Can haloperidol raise prolactin?

Yes. Haloperidol can increase prolactin, which can cause missed periods, breast tenderness or lactation, sexual dysfunction, and fertility issues. If symptoms show up, clinicians may check a prolactin level or switch to a prolactin-sparing medication.

What’s the difference between Haldol and Haldol Decanoate?

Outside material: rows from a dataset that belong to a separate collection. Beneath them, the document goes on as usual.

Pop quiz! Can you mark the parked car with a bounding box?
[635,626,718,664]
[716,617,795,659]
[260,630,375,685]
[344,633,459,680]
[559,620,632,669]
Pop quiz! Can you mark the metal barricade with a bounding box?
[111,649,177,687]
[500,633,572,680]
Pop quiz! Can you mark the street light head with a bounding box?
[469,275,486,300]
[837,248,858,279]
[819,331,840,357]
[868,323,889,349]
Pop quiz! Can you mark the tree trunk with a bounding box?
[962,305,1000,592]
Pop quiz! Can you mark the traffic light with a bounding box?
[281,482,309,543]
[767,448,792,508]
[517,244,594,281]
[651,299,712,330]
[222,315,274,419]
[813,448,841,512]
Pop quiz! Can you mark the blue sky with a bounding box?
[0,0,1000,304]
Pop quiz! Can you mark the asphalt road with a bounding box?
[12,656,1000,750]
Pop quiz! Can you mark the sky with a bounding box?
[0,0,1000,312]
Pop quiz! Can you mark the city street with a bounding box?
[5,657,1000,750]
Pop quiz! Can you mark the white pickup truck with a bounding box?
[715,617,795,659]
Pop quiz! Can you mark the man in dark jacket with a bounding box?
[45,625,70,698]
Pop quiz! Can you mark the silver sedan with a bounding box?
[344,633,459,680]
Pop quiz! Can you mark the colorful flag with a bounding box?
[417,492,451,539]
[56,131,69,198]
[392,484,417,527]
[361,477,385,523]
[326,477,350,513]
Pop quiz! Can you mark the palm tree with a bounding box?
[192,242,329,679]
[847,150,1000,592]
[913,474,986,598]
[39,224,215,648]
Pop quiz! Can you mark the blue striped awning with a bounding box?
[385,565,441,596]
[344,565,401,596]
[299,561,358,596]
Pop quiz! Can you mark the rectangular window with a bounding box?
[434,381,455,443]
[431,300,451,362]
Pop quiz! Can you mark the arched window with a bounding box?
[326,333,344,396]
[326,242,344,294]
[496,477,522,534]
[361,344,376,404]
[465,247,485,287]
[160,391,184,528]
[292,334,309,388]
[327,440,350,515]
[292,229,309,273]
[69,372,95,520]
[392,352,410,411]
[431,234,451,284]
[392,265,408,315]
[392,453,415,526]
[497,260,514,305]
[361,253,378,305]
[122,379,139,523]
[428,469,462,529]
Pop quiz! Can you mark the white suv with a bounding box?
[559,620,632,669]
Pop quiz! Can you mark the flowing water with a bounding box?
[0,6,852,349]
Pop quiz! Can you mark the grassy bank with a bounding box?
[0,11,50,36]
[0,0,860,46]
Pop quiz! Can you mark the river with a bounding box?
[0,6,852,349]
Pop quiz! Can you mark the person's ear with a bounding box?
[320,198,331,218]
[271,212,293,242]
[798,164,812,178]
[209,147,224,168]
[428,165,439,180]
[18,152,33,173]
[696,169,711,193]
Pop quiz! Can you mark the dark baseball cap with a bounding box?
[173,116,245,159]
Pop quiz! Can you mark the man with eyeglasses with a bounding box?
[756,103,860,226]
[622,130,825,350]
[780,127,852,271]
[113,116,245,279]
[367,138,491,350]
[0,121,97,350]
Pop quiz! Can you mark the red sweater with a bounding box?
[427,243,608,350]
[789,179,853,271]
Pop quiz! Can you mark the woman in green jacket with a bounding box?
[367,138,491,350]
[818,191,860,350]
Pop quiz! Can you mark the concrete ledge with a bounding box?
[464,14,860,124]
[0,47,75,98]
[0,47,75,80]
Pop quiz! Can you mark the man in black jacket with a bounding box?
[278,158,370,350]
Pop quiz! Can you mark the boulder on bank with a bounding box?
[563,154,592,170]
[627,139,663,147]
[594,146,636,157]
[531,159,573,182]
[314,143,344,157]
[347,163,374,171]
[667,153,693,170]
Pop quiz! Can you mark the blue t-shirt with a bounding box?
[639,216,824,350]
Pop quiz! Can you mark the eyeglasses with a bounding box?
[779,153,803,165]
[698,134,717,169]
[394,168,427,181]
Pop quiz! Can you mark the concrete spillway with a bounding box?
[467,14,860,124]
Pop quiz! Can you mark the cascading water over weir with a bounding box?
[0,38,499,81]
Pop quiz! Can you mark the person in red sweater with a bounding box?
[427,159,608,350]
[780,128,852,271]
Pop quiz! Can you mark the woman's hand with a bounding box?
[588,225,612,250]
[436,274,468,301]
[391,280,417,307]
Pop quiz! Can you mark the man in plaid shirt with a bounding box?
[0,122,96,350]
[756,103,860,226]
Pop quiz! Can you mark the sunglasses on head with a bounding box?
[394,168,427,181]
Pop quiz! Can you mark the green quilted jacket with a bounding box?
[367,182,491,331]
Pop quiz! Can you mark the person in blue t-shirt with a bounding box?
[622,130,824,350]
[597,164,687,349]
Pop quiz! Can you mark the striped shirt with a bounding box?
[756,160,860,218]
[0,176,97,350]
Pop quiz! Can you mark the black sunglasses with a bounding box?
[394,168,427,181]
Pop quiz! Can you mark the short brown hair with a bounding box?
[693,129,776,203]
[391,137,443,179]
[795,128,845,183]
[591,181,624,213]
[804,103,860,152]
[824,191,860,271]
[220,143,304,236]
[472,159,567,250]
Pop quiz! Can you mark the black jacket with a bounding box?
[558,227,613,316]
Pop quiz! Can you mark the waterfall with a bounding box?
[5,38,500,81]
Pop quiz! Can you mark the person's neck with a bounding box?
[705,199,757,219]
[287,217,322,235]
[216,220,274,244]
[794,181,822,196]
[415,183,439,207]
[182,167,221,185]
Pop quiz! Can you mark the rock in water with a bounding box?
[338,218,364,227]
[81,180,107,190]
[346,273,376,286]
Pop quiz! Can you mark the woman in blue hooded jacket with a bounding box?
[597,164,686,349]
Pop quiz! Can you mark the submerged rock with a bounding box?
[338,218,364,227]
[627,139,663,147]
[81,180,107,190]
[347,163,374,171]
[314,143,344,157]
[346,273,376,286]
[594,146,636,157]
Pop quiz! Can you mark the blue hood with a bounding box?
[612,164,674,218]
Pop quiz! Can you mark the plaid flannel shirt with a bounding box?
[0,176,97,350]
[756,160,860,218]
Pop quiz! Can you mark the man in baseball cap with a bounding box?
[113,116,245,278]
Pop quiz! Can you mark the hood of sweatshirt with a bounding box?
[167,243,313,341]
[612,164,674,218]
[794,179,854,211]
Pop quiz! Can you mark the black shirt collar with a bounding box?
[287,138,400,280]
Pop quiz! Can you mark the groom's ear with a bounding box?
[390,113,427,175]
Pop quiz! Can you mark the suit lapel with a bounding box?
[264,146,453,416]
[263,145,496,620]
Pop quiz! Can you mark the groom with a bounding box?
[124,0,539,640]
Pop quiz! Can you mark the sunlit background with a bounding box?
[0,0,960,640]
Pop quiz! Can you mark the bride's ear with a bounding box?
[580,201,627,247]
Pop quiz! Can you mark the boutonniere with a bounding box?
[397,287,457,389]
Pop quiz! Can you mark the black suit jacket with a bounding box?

Haldol (oral or short-acting injection) is used for short-term control or flexible dosing. Haldol Decanoate is a long-acting IM injection used for maintenance in schizophrenia, typically given every 4 weeks. Decanoate is not for immediate calming in a crisis and must never be given IV.

Do I need to taper haloperidol if I’m stopping it?

If you’ve been on haloperidol regularly for a while, a gradual taper is usually recommended to reduce rebound symptoms and to catch early relapse signs. If you’re stopping because of a serious adverse reaction (like suspected NMS or dangerous QT changes), the plan may shift to urgent stopping and switching—safety first.

Is haloperidol used for insomnia?

No. Haloperidol can cause sedation, but it’s not an insomnia medication and comes with significant risks (movement side effects, QT prolongation). Using antipsychotics primarily for sleep—especially in older adults—is generally considered poor risk-benefit.

This medication information is for educational purposes only and is not a substitute for professional medical advice. Always consult your healthcare provider before starting, stopping, or changing any medication. Never take medication without a prescription from a licensed healthcare provider.